Mr Afrika confirmed that the substantial restructuring process commenced in 2009/10. By March 2010, all SMS posts were advertised and at that time the vacancy rate was 23% at SMS level. This would normally be regarded as above average, but it must be seen in light of a conscious decision not to fill posts pending restructuring. Clear interim arrangements were in place as part of the process, with portfolios for many of the portfolio heads, and a project management approach was implemented. Senior management received advice from a university lecturer on project management, who was pleased that the Department was adopting this approach.

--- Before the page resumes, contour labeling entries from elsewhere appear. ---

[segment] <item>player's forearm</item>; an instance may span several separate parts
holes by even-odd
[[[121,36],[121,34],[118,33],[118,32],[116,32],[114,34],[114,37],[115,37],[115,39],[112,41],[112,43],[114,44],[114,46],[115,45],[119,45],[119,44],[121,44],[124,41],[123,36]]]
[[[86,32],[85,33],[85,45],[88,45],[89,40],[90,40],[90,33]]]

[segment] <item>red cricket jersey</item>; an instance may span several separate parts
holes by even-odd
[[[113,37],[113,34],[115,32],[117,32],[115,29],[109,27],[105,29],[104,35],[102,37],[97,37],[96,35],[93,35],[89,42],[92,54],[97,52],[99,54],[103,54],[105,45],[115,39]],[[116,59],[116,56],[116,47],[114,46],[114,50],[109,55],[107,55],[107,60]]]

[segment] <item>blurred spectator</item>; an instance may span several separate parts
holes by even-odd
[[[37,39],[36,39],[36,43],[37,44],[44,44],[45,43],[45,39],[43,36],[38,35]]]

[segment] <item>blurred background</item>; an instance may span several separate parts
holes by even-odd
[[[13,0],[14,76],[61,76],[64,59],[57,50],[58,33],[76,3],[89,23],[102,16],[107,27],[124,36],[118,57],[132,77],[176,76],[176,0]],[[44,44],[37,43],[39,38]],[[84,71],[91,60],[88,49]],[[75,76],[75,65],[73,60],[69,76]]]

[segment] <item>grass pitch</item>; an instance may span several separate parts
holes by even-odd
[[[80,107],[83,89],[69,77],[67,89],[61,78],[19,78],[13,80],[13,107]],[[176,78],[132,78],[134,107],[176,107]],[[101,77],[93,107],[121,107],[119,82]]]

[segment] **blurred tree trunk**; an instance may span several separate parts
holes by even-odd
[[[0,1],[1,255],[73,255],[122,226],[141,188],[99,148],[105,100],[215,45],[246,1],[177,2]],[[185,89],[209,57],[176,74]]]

Mr Afrika noted that in 2008/09 the Department had received a qualified audit report, which had been turned around in 2009/10, so that it achieved an unqualified audit. Clear progress had been made. However, there were a number of areas flagged by the Audit Committee, which required serious attention by the Department. This included management of assets in the Department, which had been a contributory factor to the previous qualifications and which still remained an area for improvement. The Department also needed to deal with recording performance information, and how it assessed performance, including whether it had the evidence to support claims around performance. The Auditor-General (AG) remained concerned that often the COGTA performance information was insufficient to substantiate what was reported.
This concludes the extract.